Informamos al comisario de cómo había ido el asunto y volvimos a los servicios diarios que nos fueron encomendando, pero la espera no duró tanto: tres o cuatro días más tarde estábamos de nuevo en el almacén de Villalba para oír que los tres teníamos talento y que cada uno de nosotros debía trabajar una faceta distinta: yo, la expresión y la voz, Salcedo la modulación y Justel la entonación y el ritmo, porque aunque tenía muy buena voz y se desenvolvía bastante bien, se iba un poco en el tono y se aceleraba.

Era lo esperable, pero aún así nos sorprendió a los tres. A veces sabes las cosas, porque conoces su mecánica, pero no dejas de extrañarte. Lo normal, por supuesto, era que nos cogiera a los tres, porque tres pardillos dejan más pasta que uno, pero entre nosotros habíamos hecho incluso alguna apuesta sobre quién iba a ser el primer descartado, o sobre quién tendría que cargar con aquel puñetero operativo.

Nos aceptó a los tres e incluso empezó a manejar en voz alta distintas combinaciones para que formásemos dúos entre nosotros y hasta un trío. Según él, lo importante era diversificar la oferta para que hubiera más posibilidades de gustar al público, porque nunca se sabe qué clase de grupo o de temas va a llegar a la gente.

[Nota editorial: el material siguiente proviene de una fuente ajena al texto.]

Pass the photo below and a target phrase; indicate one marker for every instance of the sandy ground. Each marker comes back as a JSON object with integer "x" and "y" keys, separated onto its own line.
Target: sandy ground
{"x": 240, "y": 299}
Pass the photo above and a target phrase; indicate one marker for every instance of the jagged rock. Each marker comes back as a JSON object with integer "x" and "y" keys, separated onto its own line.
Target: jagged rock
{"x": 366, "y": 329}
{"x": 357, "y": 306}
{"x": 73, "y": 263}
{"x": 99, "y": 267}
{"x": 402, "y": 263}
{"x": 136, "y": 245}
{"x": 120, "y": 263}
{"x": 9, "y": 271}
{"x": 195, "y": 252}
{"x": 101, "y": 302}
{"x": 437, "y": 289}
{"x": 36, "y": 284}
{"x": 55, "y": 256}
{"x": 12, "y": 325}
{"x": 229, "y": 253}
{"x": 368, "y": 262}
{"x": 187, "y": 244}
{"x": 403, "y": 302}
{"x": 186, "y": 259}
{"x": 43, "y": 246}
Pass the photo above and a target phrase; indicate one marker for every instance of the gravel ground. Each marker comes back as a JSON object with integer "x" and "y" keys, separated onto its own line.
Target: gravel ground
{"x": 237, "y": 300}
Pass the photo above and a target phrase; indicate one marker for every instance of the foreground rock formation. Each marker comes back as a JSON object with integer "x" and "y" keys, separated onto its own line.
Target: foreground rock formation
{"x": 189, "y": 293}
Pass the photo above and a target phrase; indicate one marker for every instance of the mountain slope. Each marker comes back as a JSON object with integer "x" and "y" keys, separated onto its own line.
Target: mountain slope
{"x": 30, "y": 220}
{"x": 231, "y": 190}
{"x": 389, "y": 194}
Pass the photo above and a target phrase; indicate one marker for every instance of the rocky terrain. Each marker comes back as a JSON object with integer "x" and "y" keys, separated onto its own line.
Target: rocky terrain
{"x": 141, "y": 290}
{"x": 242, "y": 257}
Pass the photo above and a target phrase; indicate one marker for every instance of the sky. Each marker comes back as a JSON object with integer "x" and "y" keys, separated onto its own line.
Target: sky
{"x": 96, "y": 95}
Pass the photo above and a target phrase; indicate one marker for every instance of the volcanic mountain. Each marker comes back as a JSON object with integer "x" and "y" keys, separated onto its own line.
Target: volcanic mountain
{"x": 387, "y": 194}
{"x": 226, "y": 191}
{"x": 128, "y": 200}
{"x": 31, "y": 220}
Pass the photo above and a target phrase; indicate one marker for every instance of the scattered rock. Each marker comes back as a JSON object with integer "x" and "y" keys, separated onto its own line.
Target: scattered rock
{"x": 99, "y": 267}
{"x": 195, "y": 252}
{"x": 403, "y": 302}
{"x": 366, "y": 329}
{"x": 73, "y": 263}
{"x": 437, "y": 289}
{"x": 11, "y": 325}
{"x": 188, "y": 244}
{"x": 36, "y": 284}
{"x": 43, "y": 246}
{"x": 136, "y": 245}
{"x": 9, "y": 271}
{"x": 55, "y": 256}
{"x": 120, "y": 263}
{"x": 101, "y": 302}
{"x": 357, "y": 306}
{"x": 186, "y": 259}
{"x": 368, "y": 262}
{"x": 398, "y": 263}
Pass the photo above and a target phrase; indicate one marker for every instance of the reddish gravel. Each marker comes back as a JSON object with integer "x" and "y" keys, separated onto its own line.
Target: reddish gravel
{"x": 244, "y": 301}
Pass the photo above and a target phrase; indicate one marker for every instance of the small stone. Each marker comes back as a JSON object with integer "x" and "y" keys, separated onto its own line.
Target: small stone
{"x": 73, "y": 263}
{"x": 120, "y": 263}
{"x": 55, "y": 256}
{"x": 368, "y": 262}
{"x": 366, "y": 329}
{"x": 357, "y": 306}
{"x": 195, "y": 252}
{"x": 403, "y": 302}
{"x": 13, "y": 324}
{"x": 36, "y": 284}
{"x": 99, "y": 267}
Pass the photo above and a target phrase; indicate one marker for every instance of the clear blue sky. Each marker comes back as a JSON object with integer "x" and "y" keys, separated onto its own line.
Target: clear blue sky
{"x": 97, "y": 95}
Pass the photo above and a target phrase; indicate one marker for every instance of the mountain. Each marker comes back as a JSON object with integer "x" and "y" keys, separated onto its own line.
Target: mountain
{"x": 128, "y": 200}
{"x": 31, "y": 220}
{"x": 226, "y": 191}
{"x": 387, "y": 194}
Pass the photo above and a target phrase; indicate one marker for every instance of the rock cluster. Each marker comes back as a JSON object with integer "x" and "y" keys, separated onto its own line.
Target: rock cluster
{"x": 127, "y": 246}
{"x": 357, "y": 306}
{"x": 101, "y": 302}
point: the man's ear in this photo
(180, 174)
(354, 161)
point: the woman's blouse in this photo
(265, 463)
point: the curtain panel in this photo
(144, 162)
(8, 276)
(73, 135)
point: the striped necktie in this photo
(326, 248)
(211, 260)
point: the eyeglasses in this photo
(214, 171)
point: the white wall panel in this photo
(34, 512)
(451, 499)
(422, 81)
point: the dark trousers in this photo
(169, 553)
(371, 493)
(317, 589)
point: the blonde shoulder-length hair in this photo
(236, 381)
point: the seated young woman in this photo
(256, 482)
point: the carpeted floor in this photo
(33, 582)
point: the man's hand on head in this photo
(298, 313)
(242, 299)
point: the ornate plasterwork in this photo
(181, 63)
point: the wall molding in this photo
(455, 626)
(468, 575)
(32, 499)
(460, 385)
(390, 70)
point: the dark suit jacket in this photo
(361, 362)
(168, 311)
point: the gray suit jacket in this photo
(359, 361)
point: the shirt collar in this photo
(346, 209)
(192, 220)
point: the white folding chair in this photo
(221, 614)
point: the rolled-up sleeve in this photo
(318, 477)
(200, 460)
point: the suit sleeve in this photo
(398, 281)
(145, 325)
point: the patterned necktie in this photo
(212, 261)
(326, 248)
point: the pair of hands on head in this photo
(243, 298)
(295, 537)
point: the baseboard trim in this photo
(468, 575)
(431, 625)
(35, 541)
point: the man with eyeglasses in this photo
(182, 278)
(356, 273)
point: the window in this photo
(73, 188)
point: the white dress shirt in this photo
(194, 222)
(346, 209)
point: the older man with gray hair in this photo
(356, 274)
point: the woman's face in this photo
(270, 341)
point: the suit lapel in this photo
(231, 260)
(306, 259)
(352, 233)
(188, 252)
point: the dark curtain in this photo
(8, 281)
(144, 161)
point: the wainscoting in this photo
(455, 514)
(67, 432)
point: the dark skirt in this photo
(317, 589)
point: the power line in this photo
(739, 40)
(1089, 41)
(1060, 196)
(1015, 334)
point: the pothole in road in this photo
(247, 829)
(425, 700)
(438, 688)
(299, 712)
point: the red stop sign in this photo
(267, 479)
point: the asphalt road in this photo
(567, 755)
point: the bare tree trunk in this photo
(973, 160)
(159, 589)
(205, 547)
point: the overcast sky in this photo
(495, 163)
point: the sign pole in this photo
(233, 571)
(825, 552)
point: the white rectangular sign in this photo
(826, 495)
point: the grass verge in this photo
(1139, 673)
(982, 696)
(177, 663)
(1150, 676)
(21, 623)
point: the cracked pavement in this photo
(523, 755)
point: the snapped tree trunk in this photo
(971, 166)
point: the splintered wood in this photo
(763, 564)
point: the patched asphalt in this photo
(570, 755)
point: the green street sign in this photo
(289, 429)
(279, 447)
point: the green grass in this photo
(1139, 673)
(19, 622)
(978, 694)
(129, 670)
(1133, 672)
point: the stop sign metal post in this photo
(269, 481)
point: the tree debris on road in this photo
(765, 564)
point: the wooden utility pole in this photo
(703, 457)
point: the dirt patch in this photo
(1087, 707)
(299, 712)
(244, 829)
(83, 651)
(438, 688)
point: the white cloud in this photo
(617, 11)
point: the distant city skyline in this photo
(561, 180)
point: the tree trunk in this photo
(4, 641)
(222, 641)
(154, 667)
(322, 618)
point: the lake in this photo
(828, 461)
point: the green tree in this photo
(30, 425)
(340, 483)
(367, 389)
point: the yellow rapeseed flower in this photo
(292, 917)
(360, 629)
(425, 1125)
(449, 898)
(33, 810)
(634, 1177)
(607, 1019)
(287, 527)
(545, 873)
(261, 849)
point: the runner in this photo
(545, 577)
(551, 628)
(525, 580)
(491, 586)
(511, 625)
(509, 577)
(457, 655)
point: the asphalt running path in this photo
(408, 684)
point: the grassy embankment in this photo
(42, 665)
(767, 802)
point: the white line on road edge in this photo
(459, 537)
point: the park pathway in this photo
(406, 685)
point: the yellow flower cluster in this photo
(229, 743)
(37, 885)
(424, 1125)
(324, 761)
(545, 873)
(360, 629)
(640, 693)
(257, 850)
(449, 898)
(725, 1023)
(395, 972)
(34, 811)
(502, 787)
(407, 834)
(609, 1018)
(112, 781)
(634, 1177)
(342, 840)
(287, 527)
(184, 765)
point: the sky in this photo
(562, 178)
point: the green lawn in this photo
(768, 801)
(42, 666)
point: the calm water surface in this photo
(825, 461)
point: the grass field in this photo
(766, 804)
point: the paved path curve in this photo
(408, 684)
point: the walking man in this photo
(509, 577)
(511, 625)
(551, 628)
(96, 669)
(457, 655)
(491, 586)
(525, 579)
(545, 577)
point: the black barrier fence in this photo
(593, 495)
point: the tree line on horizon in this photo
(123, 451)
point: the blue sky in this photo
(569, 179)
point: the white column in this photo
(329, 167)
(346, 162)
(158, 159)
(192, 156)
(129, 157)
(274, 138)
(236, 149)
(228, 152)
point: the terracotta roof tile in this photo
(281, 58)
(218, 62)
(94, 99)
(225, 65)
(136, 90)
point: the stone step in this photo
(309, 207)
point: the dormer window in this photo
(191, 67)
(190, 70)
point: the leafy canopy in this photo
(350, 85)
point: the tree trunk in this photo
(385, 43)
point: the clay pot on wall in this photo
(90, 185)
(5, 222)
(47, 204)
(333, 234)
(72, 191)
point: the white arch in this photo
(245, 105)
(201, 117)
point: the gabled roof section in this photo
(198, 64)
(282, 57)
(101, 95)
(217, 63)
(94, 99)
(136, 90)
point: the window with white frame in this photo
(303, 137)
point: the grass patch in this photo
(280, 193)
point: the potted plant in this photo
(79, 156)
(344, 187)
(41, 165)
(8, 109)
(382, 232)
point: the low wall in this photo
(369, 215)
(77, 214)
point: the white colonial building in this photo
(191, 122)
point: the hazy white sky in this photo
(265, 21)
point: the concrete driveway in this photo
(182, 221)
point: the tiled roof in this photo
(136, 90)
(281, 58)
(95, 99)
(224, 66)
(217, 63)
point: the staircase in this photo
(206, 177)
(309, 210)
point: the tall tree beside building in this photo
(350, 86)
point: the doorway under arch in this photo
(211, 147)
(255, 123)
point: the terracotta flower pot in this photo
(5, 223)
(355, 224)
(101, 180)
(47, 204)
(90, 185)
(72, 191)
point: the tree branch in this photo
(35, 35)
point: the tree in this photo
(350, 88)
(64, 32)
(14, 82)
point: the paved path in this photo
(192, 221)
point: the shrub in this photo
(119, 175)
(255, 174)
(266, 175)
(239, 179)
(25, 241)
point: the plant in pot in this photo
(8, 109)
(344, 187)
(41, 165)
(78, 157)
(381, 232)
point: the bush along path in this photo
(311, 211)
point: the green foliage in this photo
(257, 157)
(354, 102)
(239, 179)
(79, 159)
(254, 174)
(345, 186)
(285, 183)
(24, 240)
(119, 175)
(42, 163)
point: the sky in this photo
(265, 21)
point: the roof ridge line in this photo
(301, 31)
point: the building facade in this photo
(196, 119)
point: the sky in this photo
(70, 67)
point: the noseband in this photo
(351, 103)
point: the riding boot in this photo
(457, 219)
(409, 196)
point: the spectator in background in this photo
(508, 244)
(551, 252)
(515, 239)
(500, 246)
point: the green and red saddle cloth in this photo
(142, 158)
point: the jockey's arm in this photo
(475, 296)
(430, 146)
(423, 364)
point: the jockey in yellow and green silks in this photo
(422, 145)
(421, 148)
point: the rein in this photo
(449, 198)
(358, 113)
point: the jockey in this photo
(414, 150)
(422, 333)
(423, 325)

A partir de ahí, mejor que sea breve, porque las semanas siguientes fueron un cúmulo de quebraderos de cabeza para el comisario Martínez, que no sabía cómo echarle mano a aquel Hardford de los demonios: lo tenía, tenía los contratos que había firmado con sus tres policías, pero no había modo, sólo con aquello, de conseguir una orden de detención. Le había cobrado quinientos euros a Salcedo por unas clases, pero le habían dado efectivamente las clases. Me había cobrado a mí cuatrocientos por un curso y efectivamente había aparecido un actor profesional cinco o seis tardes para explicarme qué hacer con las manos y qué gestos le convenían más a mi fisonomía. El fulano aquel hasta me cambió el vestuario. Y en cuanto a Justel, la cosa era aún peor, porque lo había tenido un mes entero con un diapasón para que aprendiese a llevar el ritmo y, aunque tenía pensado ponerle un profesor de baile, todavía no le había cobrado nada. ¿Cómo detienes por estafa a un tío que sabes que te va a timar pero no lo ha hecho aún? No hay modo: paciencia y seguirle el juego, hasta que esté maduro.